December 07, 2021

How real is AR gaming: What Next after Metaverse?

By Sona Mathews

Combining game visual and audio elements with the user's environment in real-time is known as augmented reality gaming (AR gaming).

Unlike virtual reality gaming, which frequently necessitates the use of a separate room or constrained space to create an immersive atmosphere, augmented reality gaming makes use of the current environment to create a playing field within it.

How real is AR gaming: What Next after Metaverse?: eAskme
How real is AR gaming: What Next after Metaverse?: eAskme

While virtual reality games necessitate the usage of specialist VR goggles, augmented reality devices do not.

Smartphones, tablets, and portable gaming systems are commonly used to play AR games, and this is considered by many to be the elite in high tech gaming.

A user's actual environment is commonly superimposed on a pre-created scene in an augmented reality game.

The game can be as simple as a tabletop game of virtual checkers. More complex AR games may create an environment based on the user's surroundings.

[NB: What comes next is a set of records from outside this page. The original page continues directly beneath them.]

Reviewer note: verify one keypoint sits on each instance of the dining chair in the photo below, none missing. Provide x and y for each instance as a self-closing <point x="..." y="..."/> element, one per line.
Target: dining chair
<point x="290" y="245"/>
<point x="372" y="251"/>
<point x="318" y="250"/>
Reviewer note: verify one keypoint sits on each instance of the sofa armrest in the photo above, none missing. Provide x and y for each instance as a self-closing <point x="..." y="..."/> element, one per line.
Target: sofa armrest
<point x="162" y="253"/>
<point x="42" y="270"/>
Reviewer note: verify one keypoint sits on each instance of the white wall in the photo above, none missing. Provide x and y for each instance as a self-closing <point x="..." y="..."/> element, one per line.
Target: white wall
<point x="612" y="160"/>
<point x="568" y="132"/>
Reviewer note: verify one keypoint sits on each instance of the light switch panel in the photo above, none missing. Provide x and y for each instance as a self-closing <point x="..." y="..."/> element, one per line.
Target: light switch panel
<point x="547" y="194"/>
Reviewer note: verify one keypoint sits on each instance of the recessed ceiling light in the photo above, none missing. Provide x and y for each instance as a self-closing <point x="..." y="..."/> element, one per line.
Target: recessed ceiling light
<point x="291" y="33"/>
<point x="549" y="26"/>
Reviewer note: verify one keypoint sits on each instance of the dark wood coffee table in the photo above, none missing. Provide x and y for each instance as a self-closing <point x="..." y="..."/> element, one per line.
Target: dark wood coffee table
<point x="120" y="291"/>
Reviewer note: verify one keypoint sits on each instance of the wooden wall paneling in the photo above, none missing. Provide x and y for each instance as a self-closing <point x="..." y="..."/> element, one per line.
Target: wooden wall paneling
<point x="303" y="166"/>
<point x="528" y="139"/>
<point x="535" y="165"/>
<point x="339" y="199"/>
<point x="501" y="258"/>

In-game development, environment building is time-consuming operation.

There is a constant desire for new scenery since once a user has fully explored one setting, they want to move on to another.

AR gaming broadens the playing field by utilizing a variety of real-world environments to keep games fresh.
What Next after Metaverse: eAskme

The world-changing event introducing Niantic's Pokémon GO in the summer of 2016 was a treat for gamers of all ages.

We all awoke in July to the news of a new Pokémon game, but what followed was an incredibly innovative and long-lasting experience that could be shared with anybody, everywhere.

Pokémon that we all know and love would be viewed through our phone's camera using augmented reality, or AR.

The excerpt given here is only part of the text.